Concerts

Sulfurique l’opéra ?

C’est bien connu, qui aime bien châtie bien ! La pétulante compagnie baptisée « Acide lyrique » le sait bien qui explore le monde de l’opéra avec impertinence et savoir faire amoureux. Judicieusement invités par Alain Lacroix, les quatre compères qui la composent faisaient escale à l’Espace Croix-Baragnon le temps de deux soirées de folie douce, les 17 et 18 décembre derniers, consacrées à ce monde bien particulier qu’à l’évidence ils adorent.

La « prima donna » de la compagnie, Stéphanie Barreau, arbore un faux air de la jeune Josiane Balasko, un caractère en acier trempé et aborde tous les répertoires lyriques imaginables.

Les artistes de la compagnie

Acide Lyrique (© P. Nin)

Le ténor « vraiment léger » (autoqualifié ainsi !), Omar Benallal, témoigne de tendances irrésistibles au travestissement et le « baryton profond » Benoît Duc s’éclate aussi bien dans Wagner que dans les chansons de Dave.
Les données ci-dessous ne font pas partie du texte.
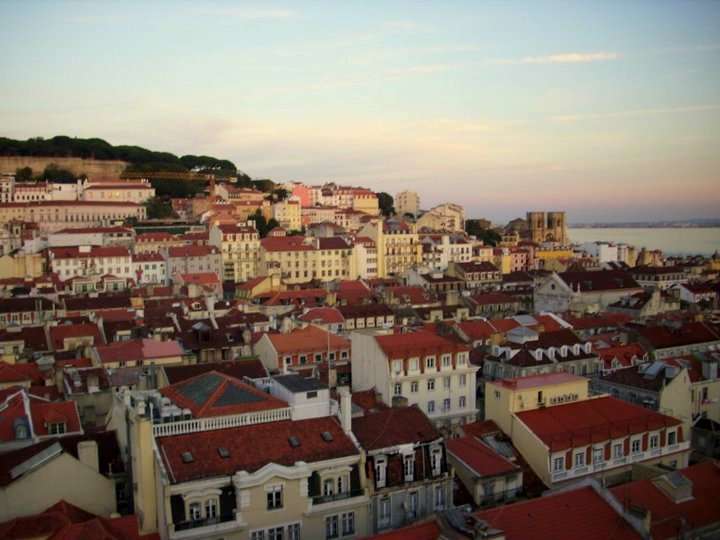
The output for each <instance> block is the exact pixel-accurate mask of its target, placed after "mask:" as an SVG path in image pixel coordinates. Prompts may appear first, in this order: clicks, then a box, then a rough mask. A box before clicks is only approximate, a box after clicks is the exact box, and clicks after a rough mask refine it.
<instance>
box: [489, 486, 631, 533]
mask: <svg viewBox="0 0 720 540" xmlns="http://www.w3.org/2000/svg"><path fill="white" fill-rule="evenodd" d="M475 515H476V516H477V517H479V518H480V519H482V520H485V521H487V522H488V523H489V524H490V525H491V526H492V527H495V528H497V529H501V530H502V531H504V533H505V538H506V539H507V540H548V539H549V538H552V539H553V540H578V539H580V538H581V539H582V540H608V539H610V538H611V539H612V540H640V538H641V537H640V535H639V534H638V533H637V532H635V530H634V529H633V528H632V527H631V526H630V524H629V523H628V522H626V521H625V520H624V518H623V517H622V516H621V515H620V514H618V513H616V512H615V510H613V508H612V507H611V506H610V505H609V504H608V503H606V502H605V500H604V499H603V498H602V497H601V496H600V495H598V494H597V493H596V492H595V490H594V489H593V488H592V487H585V488H581V489H576V490H574V491H568V492H564V493H559V494H557V495H551V496H548V497H540V498H539V499H532V500H529V501H523V502H518V503H515V504H510V505H505V506H500V507H498V508H494V509H492V510H485V511H482V512H477V514H475Z"/></svg>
Quant au pianiste accompagnateur, Stéphane Delinkac, il combat tant bien que mal son angoisse endémique en mêlant sa voix de pseudo-haute-contre au concert de ses collègues.
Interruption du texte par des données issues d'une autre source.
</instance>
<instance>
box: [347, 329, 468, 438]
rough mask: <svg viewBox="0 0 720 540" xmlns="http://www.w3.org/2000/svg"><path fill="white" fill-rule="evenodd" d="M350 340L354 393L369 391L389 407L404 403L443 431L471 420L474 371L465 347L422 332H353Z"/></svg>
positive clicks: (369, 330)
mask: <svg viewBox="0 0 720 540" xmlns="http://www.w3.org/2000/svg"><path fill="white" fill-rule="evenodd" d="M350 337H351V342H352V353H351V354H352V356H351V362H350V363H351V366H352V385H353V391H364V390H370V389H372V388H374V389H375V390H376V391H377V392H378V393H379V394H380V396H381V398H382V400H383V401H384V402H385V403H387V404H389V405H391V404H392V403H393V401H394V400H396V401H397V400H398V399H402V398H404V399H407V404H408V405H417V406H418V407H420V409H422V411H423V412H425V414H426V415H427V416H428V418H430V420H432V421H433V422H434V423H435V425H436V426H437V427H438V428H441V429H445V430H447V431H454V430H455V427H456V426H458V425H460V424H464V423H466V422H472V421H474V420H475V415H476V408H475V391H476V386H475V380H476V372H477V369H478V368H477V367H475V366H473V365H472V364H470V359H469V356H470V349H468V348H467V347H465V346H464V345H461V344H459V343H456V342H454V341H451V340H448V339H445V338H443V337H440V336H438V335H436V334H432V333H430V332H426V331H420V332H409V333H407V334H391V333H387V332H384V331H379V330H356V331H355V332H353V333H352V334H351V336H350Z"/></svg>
Cette fine équipe excelle dans tous les répertoires, s’attaque à tous les « tubes » lyriques, les digère, les détourne allègrement, passant sans transition de Purcell (le fameux « Air du froid » de l’opéra King Arthur) à Debussy. La séquence de parodie de Pelléas et Mélisande explose toutes les limites.

Les longs cheveux de la frêle héroïne (qui pèse ici son bon quintal de sucrerie) recouvrent totalement son Pelléas amoureux, vite déçu par l’embonpoint de sa partenaire.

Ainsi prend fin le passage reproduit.